Invasive tubular structures require localized YAP and actomyosin. Tubular outgrowths from airway organoids invade surrounding matrix shown in the control (A), loss of such structures with blebbistatin treatment (B). Quantification the number of invasive tubular structures (number of buds) and the average diameter of airway organoids in different treatment groups comparing with control (C). Co-staining of YAP/TAZ (red) and E-cadherin (CDH1, green) reveals high expressing YAP/TAZ cells within invasive epithelial tubular structures of airway organoids in the control (D) and their relative loss and disorganization in blebbistatin treatment group (E). Co-staining of YAP/TAZ (red) and Vimentin (green) in the control (F) and blebbistatin treatment group (G).
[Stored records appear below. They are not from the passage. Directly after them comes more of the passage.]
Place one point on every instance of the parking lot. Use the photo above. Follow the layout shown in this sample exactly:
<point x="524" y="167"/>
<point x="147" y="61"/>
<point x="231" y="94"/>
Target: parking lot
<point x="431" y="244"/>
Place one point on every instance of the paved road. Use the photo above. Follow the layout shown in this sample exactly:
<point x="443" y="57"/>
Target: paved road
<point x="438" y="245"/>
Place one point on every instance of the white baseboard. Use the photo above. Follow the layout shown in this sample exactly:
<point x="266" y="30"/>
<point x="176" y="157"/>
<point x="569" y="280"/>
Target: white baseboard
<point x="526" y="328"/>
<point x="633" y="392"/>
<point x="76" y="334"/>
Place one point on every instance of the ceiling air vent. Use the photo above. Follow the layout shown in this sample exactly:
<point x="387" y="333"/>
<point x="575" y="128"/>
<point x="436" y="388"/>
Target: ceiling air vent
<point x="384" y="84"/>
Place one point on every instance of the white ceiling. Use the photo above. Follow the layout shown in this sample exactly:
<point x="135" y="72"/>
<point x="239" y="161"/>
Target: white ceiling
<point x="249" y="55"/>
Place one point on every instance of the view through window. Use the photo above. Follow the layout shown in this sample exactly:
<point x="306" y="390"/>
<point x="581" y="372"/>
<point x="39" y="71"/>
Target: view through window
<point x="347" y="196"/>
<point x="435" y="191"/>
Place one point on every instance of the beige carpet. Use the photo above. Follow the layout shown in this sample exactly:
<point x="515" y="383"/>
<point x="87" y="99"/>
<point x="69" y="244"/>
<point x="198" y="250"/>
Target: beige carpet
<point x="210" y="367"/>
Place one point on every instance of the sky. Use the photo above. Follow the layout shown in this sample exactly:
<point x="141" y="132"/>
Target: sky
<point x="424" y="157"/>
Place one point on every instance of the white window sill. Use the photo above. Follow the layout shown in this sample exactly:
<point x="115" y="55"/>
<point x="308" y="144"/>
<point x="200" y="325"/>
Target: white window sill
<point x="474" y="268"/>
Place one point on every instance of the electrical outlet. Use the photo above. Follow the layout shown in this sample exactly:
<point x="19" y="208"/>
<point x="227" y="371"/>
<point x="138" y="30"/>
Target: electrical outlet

Co-staining of Ki67 (red) and Vimentin (green) in the control (H) and blebbistatin treatment group (I), along with quantification of Ki67 postitive cells (J). Co-staining of Fibronectin (red) and Vimentin (green) in the control (M) and blebbistatin treatment group (N). Relative gene expression of KRT5, KRT14 and CC10 in airway organoids with and without Si-YAP, blebbistatin and cytochalasin D treatment (K, L). Values in graphs represent mean ± SEM; n=3, *P < 0.05; **P < 0.01; t-test. Scale bars, 200µm (A–B), 100µm (D, E, F, G, H, I, M, N).